LA RÉUNIONITE A-T-ELLE TOUJOURS COURS DANS LES ADMINISTRATIONS ?
Souvent considérées comme trop longues ou inutiles, les réunions font figure de bête noire dans les administrations. Si les employeurs ont conscience du problème et sont loin de l’ignorer, les habitudes ont la peau dure dans la pratique, tant la charge symbolique des réunions reste importante.
Qui n’a jamais assisté à une réunion qui ne le concernait pas directement ou enchaîné une journée remplie de réunions laissant l’impression désagréable de ne pas avoir avancé sur ses dossiers ? Si elles restent un outil de travail incontournable dans les administrations, tant pour la coordination des tâches que pour la communication interne et le lien entre les équipes, l’utilité des réunions est aujourd’hui remise en cause. Pourtant, force est de constater qu’elles évoluent de la même façon que les pratiques de travail.
Formelles ou informelles, en face-à-face ou à distance, régulières ou ponctuelles, elles peuvent recouvrir différentes réalités avec leur lot d’utilité, d’avantages mais aussi d’inconvénients. “Les réunions formelles, telles que les réunions de service ou les réunions bilan, sont très utiles pour le partage d’informations, l’alignement des équipes sur les objectifs à atteindre et l’encouragement des collaborateurs sur les résultats obtenus”, illustre par exemple Pierre-Henry Dodart, chargé de mission au sein du secrétariat général du développement durable (SGDD), anciennement adjoint au bureau de l’organisation et des temps de travail à la direction générale de l’administration et de la fonction publique (DGAFP).
Une perception négative
La crise sanitaire a également profondément bouleversé la configuration des réunions. Les formats à distance ou hybrides, censés apporter plus de souplesse, sont devenus monnaie courante. Pourtant, les discours se plaignant de l’inefficacité ou même de l’inutilité de telles ou telles réunions persistent. Très souvent, et malgré leur intérêt certain, les réunions sont mal perçues par les agents publics en raison de leur fréquence excessive, de leur durée prolongée et parfois de leur pertinence douteuse.
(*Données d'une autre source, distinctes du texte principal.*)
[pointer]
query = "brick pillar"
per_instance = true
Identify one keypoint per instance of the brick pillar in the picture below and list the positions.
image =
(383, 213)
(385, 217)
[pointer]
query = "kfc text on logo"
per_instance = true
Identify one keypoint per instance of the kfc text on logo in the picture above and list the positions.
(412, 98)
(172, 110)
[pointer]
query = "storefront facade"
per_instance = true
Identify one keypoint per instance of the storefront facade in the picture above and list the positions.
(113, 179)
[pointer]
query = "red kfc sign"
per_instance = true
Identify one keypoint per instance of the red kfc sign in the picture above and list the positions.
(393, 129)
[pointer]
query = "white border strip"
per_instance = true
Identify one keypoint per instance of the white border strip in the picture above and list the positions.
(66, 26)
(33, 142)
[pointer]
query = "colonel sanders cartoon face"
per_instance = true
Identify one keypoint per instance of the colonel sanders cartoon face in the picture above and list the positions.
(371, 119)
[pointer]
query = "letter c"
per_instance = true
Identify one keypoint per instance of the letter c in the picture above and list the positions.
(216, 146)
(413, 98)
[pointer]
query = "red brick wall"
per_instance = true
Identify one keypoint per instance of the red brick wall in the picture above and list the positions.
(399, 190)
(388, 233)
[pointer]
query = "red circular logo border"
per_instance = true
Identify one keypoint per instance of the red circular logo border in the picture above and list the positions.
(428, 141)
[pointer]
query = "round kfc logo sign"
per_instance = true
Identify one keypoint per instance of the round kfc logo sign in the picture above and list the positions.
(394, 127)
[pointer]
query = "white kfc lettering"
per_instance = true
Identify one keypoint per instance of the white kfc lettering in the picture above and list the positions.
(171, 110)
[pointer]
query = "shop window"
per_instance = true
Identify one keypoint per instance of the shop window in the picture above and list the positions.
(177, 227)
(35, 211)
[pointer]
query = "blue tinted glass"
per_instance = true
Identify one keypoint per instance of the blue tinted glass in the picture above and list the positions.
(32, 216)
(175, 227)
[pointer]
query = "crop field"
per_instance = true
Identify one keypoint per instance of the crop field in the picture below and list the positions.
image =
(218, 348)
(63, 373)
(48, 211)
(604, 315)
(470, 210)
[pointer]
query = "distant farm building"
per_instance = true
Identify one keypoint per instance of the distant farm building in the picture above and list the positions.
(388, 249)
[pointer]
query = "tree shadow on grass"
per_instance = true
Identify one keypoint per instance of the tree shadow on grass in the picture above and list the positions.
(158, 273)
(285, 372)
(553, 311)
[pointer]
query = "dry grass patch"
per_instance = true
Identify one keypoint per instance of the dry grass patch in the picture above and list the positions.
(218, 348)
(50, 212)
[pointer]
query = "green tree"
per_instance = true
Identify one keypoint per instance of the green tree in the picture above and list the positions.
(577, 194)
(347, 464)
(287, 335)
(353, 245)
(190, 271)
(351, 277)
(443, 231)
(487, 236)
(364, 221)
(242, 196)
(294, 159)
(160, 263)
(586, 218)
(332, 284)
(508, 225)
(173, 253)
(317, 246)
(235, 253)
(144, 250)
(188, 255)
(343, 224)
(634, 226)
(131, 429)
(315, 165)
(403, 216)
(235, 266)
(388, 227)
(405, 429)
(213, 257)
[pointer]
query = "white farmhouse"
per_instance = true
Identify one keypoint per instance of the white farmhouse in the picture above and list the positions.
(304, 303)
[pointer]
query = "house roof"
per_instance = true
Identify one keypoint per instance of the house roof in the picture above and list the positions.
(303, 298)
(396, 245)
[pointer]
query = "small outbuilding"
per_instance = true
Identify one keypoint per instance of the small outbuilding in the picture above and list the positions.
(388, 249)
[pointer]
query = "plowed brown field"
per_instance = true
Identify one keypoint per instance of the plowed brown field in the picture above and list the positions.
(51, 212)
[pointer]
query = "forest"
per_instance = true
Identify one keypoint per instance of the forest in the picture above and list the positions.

“Lorsqu’un agent organise une réunion en face-à-face sans disposer de compétences d’organisation et d’animation, l’efficacité de la réunion est déjà compromise, insiste Pierre-Henry Dodart. Lorsqu’elle se tient à distance ou en format hybride, c’est très souvent la catastrophe. Il est fréquent, dans le cas de réunions hybrides, de voir les participants à distance être complètement oubliés par l’organisateur et les autres participants.”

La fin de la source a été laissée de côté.